Hace mil años las sociedades del Occidente europeo eran terriblemente desiguales, desigualdad que afloraba con fuerza angustiosa los años de penuria y hambre, cuando todo el mundo se disputaba el grano de la escasez. Entonces, entre los poderosos, que acumulaban cereal de la renta, el impuesto y el diezmo, y de la explotación directa de sus dominios, los había que no tenían escrúpulos para sacarlo de las tierras en las que vivían y gobernaban y venderlo fuera si la demanda era fuerte y solvente, un hecho que desesperaba a los campesinos locales, amenazados por el hambre, y que indignaba a algún cronista como Ermoldo el Negro. 47
La escasez, ya los sabemos, obligaba a las personas a economizar la comida, sobre todo el cereal (trigo, centeno, cebada, avena), base de la alimentación, pero también las hortalizas y los productos ganaderos. 48Éstos, que para la mayor parte de la población debían ser alimentos complementarios, en los años de mala cosecha adquirían, si era posible, el rol principal hasta el punto de que, en la desesperación, los hombres hambrientos no dudaban en comerse su propio ganado de labor o de guerra. De hecho, llegada el hambre extrema, se comía cualquier cosa, hasta tierra con un poco de harina amasada en forma de pan, como explican los Annales Bertiniani , en referencia a un hambre del siglo IX en la Champaña, o «harina» hecha con huesos molidos o triturados, como pasó en la ciudad de Siracusa, asediada por los musulmanes en 878. De lo que los hambrientos en su desesperación ingerían están llenas las fuentes de todas las épocas, pero las de la Alta Edad nos dicen, además, que no se detenían ante los tabúes religiosos, expresados en los Penitenciales, los cuales prohibían comer alimentos inmundos, como carne de animales considerados impuros (perros, gatos, ratas), carne de animales medio devorados por otros animales y carroña. 49Parece que a los autores de los Penitenciales les horrorizaba, que en la lucha por la superviviencia, los hombres pudieran deshumanizarse y quedaran reducidos a la condición de animales que se disputaban la comida con otros animales.

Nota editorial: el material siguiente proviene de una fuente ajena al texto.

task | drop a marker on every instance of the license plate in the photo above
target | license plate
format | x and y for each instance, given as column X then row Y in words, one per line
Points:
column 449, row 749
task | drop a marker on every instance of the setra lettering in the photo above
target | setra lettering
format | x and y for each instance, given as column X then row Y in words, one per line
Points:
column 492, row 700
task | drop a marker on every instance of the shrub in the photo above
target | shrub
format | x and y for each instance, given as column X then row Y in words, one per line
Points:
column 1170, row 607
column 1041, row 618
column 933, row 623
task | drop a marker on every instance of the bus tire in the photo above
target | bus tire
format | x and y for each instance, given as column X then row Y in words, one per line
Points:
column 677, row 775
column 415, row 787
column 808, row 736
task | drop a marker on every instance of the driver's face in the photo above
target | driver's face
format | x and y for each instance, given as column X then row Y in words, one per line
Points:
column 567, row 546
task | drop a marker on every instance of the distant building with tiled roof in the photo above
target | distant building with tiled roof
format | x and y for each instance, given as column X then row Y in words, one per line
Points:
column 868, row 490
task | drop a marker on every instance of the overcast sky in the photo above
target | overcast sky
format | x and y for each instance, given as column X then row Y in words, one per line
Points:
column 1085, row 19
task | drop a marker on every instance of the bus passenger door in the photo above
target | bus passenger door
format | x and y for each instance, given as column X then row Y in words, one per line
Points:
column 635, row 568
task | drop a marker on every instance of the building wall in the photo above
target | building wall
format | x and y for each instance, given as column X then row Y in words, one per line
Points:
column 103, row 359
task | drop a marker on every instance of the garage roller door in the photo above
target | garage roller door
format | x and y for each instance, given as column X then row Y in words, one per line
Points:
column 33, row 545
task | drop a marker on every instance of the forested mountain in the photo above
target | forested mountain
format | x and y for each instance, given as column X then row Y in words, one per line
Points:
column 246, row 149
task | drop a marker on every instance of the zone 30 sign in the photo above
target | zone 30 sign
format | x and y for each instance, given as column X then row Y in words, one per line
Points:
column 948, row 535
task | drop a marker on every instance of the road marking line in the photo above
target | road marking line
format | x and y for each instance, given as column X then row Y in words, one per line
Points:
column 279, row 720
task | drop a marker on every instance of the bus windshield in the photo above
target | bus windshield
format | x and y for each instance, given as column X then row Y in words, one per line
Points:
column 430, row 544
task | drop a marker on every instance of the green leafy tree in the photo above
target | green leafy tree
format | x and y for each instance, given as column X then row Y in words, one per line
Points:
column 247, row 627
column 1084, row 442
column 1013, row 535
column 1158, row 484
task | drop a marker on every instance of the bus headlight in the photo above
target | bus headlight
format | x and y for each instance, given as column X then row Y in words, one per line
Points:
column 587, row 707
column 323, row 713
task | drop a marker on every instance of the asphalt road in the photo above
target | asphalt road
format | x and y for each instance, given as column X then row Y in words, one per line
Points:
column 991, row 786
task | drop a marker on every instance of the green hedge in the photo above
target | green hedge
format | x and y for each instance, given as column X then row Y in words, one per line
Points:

Y es verdad que, desde este punto de vista moral, la frontera entre la bestialidad y la humanidad se rompía cuando, llevados por la desesperación, los hambrientos se lanzaban a la antropofagia, incluida la paternofilial, a la que se refieren muchas fuentes de diferentes lugares de la Europa carolingia cuando hablan de las terribles hambres de los años 793, 850, 868, 896, 910 y 940-941. 50
En cuanto a las consecuencias de las hambres en la demografía, el historiador de la Alta Edad Media topa con un hándicap insuperable: la falta de cifras globales, precisas y fiables sobre la marcha general de la población. Se ha de contentar con impresiones y aproximaciones. La primera consecuencia a considerar, cuando el hambre constriñe pero todavía no atenaza, es la emigración. Uno de los ejemplos históricos más conocidos es el de los bereberes que, en 711 y en los años inmediatamente posteriores, participaron, junto a los árabes, en la invasión de la Península Ibérica. No sabemos hasta qué punto el flujo migratorio inicial ya fue motivado por dificultades de subsistencia en las tierras norteafricanas de origen. El caso es que, cuando la primera oleada ya estaba establecida y comenzaba el tiempo de una segunda generación, en las zonas del noroeste peninsular que les fueron asignadas se extendió una terrible sequía y hambre (748-750) que les empujó a abandonar las nuevas tierras y volver al norte de África. 51El resultado fue que la Meseta norte castellana quedó medio despoblada, hecho que facilitó la posterior expansión territorial del reino astur.